The Connecticut court is considerably more credulous than we are. The judge bought the notion that Mr. Harper and his woodsmen goofed, but pondered long and hard about how to figure the damages. In a weird inversion of schadenfreude, Ms. Dumas argued her damages should be measured by the value that Mr. Harper derived from his better view. The Court rejected that.
Instead, it held, the measure of damages is either the value of the timber or the diminution in value of Ms. Dumas’ place. Harper said that the trees he accidently lopped weren’t ornamental, so the only damage is about $1,000 worth of debris (thus proving that while he couldn’t identify a property line, old Mr. Harper didn’t lack for chutzpah).
The Court disagreed. The trees weren’t strictly ornamental, but that was their purpose, regardless of Mr. Harper’s sad attempt at speciesism. The damages should be measured by the cost of repair, the Court said, and the repair will cost $16,000.
Careful testimony by Ms. Dumas’ expert was crucial to establishing her damages, and arborists and landscape professionals should consider how plenty of detail can persuade a court to side with an expert’s report. For the same reason play-by-play people keep a color commentator near at hand, an expert should tell a story that’s not only accurate and complete, but interesting as well.
Dumas v. Harper, Not Reported in A.2d, 2008 WL 496558 (Conn.Super.Ct., Feb. 6, 2008). Yvon Dumas claims that Emery Harper and his agents entered on her land without permission and cut down about seventy trees. Dumas claimed trespass, and sought damages and treble damages pursuant to Connecticut law, and other equitable relief. The matter was tried to the court.

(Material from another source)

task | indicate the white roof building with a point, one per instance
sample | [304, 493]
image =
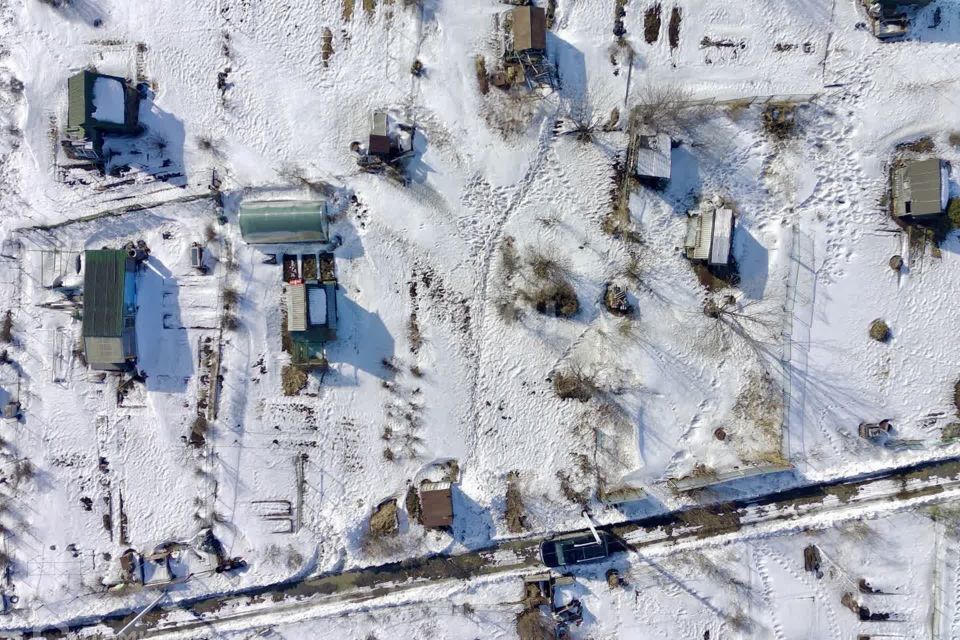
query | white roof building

Based on the evidence, including a site inspection, the court found that Harper and his minions cut down about 70 trees, resulting in the area looking unsightly, with tree stumps and branches and debris strewn about. The Court found that Harper’s trespass was the result of a mistake.
Dumas introduced evidence of the value of the “view” to Harper with the trees on her property cut down. But the Court ruled that the value of any view to Harper was not the measure of damages, but rather the damages were either the market value of the tree once cut down, or the diminution in the market value of Dumas’ property caused by the cutting. Harper argued that the only measure of damages the court can award pursuant to Connecticut General Statute § 52-560 was the market value of the 70 trees as severed from the soil, because the trees in question were neither ornamental nor shade trees. The Court disagreed, holding that while the trees were not ornamental trees as such, the evidence was that they had ornamental value insofar as their removal rendered that portion of Dumas’ property unsightly. It would make no sense, the Court said, for the damages to be limited to the value of the trees as severed from the realty. The damages to be awarded to Dumas should be based on the reduction in the pecuniary value of the land because of the cutting.
The Court found that the diminution in value to the Dumas property should be measured by the cost of cleanup and screening the area with new trees. The Court accepted the expert opinion of Dumas’ landscape consultant, who testified that the work would take a week or more and would cost $9,180 for labor and $6,000 for new trees.